Cheers, (ha!) Michael

Christopher Knowles said...

Dionysus/Bacchus/Osiris changed water into wine as well. One of the major charges against the Bacchanals during the Roman crackdown was that men were being "feminized" by the cult as part of their initiation. Not "youths," mind you- they had no problem with that. I wonder what charges against the early Christians have been lost to history.

word ver- biall. Ha!

Michael said...

Chris - "They shall know we are Xtians by our love" takes on a whole new spin, doesn't it? great WV.

My half-baked theory is that once the Dionysian Mysteries were driven underground by the Roman crackdown, they would pop up in various Messianic cults of the day, and this was probably what early Christianity was founded on.

Devin said...

Michael-I have been trying to keep up with everyone and mostly failing at it haha! Anadae sent me the link to this one as a "must see" and I appreciate it because I got a lot out of this article (Including stealing most of the pics haha) normally this would be way too buff for me-but he has a handsome face:) So many articles in synch land I dont comprende so good-but this one I did and was great! I dont find your thinking half baked or anything and would love to know more about those early Christian records. The cult of Antinous was thought to be a threat to the early church by some researchers-and his cult to me anyway-seems to resonate a great great deal with Osiris-great article as always Michael and great comments by everyone! I hope you and Var are having a lovely weekend!! WV=ressubt

Anadæ Effro said...

Yay, hooray! Talk about rising from the dead, Michael! (*winky-wink*) ~ (•:-)}

Michael said...

How odd. Back in bizness? Thanks for the comment, or I wouldn't even have known.

Esperanto Grrl said...

I for one was always a fan of Dionysus as a deity, because he has a flair for the dramatic (he often arrived on a chariot pulled by tigers), was obviously Eastern and came into Greek religion late (he was even called "The Indian" because supposedly he was from there, though more likely he's of Thracian origin).

Mostly I like him because unlike other deities, he wasn't a great warrior, a poet, or even particularly intelligent: all he did was make booze. I'm sure people in his village thought he wouldn't amount to anything.

In my opinion, not enough is studied about Greece's religious flip-side, the Cthonic earth and underworld deities, all of whom had a very dark element to their worship. In fact, it's often unclear where Zeus begins and Hades ends. Either they were twin brothers or the same god. Hades was often even called Zeus Cthonios, or Underworld-Zeus.

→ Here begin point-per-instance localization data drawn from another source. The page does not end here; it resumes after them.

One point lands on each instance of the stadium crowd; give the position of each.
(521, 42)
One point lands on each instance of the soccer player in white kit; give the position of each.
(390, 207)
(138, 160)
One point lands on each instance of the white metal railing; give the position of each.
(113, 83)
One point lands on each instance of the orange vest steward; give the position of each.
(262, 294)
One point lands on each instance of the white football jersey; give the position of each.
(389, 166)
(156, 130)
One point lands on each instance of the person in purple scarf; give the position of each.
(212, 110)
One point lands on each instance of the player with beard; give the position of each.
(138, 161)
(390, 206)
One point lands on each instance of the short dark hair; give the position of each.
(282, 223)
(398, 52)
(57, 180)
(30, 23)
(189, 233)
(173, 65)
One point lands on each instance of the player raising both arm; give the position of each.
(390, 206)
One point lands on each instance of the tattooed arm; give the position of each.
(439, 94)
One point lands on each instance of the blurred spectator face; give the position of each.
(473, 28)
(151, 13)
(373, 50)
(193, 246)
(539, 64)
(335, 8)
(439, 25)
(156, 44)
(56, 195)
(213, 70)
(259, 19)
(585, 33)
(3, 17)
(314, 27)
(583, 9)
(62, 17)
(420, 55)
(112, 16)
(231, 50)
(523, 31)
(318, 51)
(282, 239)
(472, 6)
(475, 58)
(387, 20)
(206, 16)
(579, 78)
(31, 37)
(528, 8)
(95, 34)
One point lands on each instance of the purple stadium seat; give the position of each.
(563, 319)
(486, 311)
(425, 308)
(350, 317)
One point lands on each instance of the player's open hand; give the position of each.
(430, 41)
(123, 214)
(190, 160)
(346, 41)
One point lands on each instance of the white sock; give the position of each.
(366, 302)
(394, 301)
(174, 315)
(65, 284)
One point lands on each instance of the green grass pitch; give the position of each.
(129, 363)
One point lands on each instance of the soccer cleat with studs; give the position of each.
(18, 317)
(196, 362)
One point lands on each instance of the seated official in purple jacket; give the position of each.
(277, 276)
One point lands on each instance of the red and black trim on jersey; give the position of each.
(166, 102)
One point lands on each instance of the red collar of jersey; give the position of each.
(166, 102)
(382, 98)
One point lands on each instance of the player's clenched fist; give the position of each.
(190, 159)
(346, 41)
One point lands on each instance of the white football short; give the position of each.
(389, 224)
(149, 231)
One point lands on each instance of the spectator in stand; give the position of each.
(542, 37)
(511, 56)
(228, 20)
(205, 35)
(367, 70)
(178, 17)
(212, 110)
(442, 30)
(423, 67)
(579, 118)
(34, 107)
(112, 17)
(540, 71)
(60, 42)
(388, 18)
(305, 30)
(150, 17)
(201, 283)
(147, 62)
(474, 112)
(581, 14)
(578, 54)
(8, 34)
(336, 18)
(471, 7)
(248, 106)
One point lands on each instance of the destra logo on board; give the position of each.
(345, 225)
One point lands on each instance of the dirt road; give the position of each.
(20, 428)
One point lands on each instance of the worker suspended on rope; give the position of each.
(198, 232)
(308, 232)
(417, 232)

Mike, for once, you're totally correct and have stumbled onto true comparative mythology instead of seeing something that isn't there involving sports cars or Star Trek.

In agricultural societies, a very common story is that of the earth god that ritually dies and then comes back to life with springtime. Norse mythology has a similar story about Baldur.

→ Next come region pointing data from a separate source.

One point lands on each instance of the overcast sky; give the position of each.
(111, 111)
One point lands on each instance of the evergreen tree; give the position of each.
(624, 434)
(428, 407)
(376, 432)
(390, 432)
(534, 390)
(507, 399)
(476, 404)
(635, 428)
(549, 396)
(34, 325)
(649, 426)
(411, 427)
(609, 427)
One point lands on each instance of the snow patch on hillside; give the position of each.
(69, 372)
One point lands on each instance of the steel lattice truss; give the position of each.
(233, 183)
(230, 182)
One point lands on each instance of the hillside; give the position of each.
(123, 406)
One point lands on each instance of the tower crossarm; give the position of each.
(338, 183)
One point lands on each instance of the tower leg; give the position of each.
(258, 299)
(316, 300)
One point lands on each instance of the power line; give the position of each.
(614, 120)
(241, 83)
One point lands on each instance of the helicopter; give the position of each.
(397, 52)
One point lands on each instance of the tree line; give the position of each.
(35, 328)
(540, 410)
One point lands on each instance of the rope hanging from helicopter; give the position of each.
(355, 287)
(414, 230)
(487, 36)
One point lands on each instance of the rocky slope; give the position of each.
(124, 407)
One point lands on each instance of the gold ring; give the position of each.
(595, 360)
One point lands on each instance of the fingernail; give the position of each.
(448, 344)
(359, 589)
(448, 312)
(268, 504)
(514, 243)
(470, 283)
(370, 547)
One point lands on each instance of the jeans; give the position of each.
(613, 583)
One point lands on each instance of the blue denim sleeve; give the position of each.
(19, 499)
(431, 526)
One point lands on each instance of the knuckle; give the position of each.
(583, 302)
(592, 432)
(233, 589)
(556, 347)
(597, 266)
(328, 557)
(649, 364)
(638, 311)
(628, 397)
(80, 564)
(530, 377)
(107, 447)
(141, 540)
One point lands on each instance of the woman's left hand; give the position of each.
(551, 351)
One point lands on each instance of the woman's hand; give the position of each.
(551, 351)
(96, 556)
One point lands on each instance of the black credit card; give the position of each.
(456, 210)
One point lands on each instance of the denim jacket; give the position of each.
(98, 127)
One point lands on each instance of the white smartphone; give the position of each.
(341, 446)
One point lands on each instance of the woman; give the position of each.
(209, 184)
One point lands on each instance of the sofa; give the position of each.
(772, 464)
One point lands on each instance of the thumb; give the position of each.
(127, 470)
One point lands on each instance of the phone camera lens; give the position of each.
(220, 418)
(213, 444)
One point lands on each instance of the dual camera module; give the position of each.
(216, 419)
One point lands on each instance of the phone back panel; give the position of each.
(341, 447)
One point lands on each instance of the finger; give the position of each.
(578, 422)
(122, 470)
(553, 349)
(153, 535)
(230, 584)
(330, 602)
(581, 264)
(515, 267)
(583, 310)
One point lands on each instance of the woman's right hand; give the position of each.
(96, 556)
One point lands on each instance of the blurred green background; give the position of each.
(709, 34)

It's interesting to see Christ in this tradition (what, you think it's a coincidence he comes back to life around springtime? :-)

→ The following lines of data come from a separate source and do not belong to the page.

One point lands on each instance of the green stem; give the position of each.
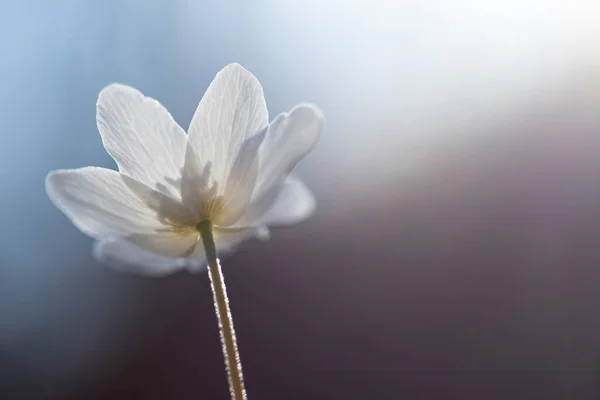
(226, 330)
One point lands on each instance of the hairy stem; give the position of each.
(226, 330)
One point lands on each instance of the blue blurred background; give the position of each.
(455, 250)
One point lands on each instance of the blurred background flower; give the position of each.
(455, 247)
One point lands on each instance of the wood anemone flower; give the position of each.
(231, 170)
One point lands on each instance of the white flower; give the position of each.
(231, 168)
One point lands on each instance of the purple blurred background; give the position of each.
(455, 252)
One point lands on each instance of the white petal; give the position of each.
(168, 243)
(123, 255)
(290, 137)
(228, 239)
(284, 204)
(232, 109)
(241, 180)
(100, 202)
(142, 137)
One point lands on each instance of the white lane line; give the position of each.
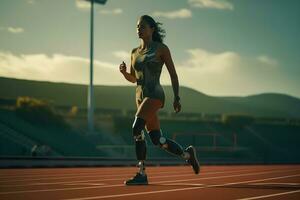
(64, 177)
(85, 184)
(176, 190)
(159, 182)
(99, 179)
(4, 177)
(271, 195)
(275, 183)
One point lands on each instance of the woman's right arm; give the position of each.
(128, 76)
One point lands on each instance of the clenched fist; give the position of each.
(122, 67)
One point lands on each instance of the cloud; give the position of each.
(182, 13)
(226, 73)
(222, 73)
(86, 6)
(83, 5)
(123, 55)
(30, 1)
(214, 4)
(267, 60)
(14, 30)
(207, 61)
(116, 11)
(58, 68)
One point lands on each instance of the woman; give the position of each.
(145, 69)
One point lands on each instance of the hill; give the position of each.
(122, 97)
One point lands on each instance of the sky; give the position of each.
(219, 47)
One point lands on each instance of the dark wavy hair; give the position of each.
(159, 33)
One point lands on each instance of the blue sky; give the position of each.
(219, 47)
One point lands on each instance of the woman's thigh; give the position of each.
(153, 124)
(148, 111)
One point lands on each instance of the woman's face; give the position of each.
(143, 29)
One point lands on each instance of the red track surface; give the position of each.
(213, 182)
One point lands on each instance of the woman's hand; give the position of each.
(122, 67)
(177, 106)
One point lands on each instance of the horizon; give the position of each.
(222, 48)
(187, 87)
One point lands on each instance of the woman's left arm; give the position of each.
(167, 59)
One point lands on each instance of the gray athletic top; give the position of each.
(147, 69)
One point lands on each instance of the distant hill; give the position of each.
(122, 97)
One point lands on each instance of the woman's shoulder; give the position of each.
(162, 46)
(134, 50)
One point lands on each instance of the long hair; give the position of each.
(159, 33)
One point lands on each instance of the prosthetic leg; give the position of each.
(171, 146)
(140, 149)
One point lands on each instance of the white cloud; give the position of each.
(182, 13)
(215, 4)
(123, 55)
(226, 73)
(14, 30)
(267, 60)
(223, 73)
(30, 1)
(116, 11)
(83, 5)
(58, 68)
(210, 62)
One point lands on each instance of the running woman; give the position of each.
(147, 61)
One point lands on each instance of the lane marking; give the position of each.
(175, 190)
(99, 179)
(173, 181)
(64, 177)
(270, 195)
(275, 183)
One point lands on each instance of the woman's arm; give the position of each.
(167, 58)
(128, 76)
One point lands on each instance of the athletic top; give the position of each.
(147, 69)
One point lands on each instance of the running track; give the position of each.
(178, 182)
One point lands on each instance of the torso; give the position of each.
(147, 65)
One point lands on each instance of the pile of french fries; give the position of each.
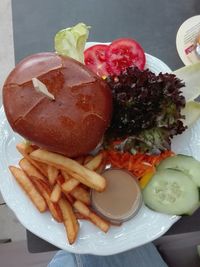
(61, 185)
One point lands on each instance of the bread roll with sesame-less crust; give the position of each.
(74, 120)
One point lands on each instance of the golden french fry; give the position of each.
(56, 193)
(85, 211)
(52, 174)
(81, 194)
(60, 180)
(45, 190)
(84, 175)
(79, 216)
(65, 175)
(30, 170)
(29, 188)
(25, 150)
(70, 221)
(95, 162)
(69, 198)
(87, 159)
(69, 185)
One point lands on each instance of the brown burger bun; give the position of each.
(74, 123)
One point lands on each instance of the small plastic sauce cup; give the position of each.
(121, 199)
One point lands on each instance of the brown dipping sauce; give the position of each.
(121, 199)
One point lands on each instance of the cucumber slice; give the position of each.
(188, 165)
(171, 192)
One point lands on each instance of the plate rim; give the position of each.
(105, 252)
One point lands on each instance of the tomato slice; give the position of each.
(123, 53)
(95, 59)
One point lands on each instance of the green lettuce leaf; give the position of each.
(71, 41)
(191, 77)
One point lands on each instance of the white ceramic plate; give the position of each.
(145, 227)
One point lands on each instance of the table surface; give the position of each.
(152, 23)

In fact, there may be some evidence that Jesus himself was a member of a mystery cult. Lots of scholars have wondered about the significance of the Lazarus story, but many do not see it as a true resurrection, but a mystery cult initiation.

FACT OF THE DAY: The pinecone-tipped wand that Dionysus used was known as a thyrsus.

Michael said...

EG - thanks for the background on Dionysus. Speaking of cars (he,he) it's too bad there's not a Dionysus model, although I suppose it would have to run on grain alcohol, or maybe bio-diesel?

Thanks for the pine cone info. Of COURSE, the Vatican has a great big pine cone.

Esperanto Grrl said...

A Dionysus model car reminds of that scene with Homer's brother Herb from the Simpsons.

AUTO EXEC: "Yes, the car's name is Persephone, like the daughter of Demeter, who..."

HERB: "Guys, I got news for ya. Americans want cars with virile names like 'Mustang.' They don't want to buy a car named after some Ancient Greek broad!"

Michael said...

How could I forget? Jaguar is a Dionysus brand! Remember that Mike Myers drove the "shaguar" as Austin Powers - "Do I make you horny?"